Translation Loss (2025)
Rating: 8/10

Pay With Your Face is the second full-length album from Chicago, Illinois-based death thrashers Ready For Death. Housed in cover art illustrated by Ed Repka which depicts a droid soldier having his face ripped apart by ravenous rats, the combo bring a degree of fun to their concise thrash exercises, somehow reminding me of a goofy but gory low budget 80s movie. Maybe it’s song titles like ‘Spacebreeders’ and ‘Cannibal Cops’ or some of the sci-fi horror lyrics?

Most of the songs barely reach the three-minute mark, brief yet punctual workouts born from a punk ethos and an influence of Demolition Hammer and Power Trip. The mid-paced opener ‘Spacebreeders’ has such a throaty vocal tone from Artie White; a gravelled mix of hardcore and Obituary frontman John Tardy. The grooves the guitars churn out are usually defined with a dirty, mid-paced style, so in a sense haste and pace is not necessarily high on the agenda here. However, there is a persistent grinding of gears with the riffs, where bands such as Insect Warfare spring to mind along with dashes of grind.

At their most extreme you get hit by the likes of ‘Doomsday Everyday’, although after several plays of the album I’m constantly revisiting the squalid grooves of ‘God Send The Asteroid’, but there are some killer melodies on display throughout this opus. ‘Utopia Of War’ has a punky goth rock melody which I hummed for days afterwards, while the title track is simply bruising.
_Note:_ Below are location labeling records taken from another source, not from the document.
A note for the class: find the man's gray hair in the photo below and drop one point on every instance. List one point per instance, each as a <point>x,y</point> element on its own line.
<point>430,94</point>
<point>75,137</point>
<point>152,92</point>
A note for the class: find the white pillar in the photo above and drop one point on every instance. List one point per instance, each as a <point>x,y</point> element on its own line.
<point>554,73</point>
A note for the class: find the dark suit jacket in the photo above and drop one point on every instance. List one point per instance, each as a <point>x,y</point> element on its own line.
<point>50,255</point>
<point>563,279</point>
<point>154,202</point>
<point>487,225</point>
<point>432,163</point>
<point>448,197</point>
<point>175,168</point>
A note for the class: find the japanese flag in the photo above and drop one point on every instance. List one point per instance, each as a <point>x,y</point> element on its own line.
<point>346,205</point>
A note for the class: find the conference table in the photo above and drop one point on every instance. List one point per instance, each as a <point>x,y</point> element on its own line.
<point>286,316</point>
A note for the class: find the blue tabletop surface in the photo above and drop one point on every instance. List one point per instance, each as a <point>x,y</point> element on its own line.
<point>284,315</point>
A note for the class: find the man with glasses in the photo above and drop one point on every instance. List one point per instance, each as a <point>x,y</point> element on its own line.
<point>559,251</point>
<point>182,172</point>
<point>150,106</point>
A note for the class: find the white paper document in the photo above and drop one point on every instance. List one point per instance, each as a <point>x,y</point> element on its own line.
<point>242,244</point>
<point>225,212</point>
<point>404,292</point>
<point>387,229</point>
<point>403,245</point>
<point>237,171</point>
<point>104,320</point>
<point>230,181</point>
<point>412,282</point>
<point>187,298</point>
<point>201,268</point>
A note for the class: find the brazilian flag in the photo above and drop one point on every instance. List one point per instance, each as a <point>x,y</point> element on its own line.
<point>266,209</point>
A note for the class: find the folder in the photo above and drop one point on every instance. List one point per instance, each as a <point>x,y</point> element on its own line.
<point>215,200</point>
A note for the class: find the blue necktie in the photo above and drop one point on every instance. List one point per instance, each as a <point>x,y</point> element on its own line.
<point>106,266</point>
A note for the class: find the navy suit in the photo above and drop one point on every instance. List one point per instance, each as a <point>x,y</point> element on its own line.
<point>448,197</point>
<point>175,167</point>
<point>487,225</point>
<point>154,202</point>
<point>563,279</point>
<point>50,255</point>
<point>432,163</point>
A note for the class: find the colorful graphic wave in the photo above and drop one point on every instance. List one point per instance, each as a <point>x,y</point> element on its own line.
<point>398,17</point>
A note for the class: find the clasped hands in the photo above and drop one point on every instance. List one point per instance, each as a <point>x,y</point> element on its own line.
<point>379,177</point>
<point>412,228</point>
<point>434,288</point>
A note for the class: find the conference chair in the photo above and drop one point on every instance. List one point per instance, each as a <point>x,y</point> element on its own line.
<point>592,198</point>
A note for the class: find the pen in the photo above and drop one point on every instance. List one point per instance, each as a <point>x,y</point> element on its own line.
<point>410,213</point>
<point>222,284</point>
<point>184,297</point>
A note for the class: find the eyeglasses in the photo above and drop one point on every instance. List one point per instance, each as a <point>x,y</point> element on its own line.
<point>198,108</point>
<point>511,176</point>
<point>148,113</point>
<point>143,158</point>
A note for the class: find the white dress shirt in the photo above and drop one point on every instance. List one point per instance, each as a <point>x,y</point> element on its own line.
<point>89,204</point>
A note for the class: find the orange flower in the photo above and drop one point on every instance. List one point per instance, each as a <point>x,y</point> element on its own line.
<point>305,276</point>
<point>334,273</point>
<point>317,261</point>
However, listen closer and you’ll observe some clever little moves which show that Ready For Death are more than willing and able to step outside the box.

A mix of grindcore, hardcore punk, thrash and traces of death metal could easily result in a badly constructed mess, but as this album marches from the trenches one cannot help but feel the shards of shrapnel in the skin, and see the trails of human debris beneath the feet and tracks of scars across the faces of those who form the pit to celebrate such moshing madness.

‘Cannibal Cops’ is utterly brilliant with its gang chants and serrated axe work, and ‘Sewage Of The Divine’ has a Slayer-esque melody behind the confrontational bullet point chops, but such is the blend of aggressive styles that one cannot help but be bulldozed by this affair.

Pay With Your Face is a bit of an unexpected gem, but one which promises filth and fury in equal measure. So don’t miss out because those vocals strip paint.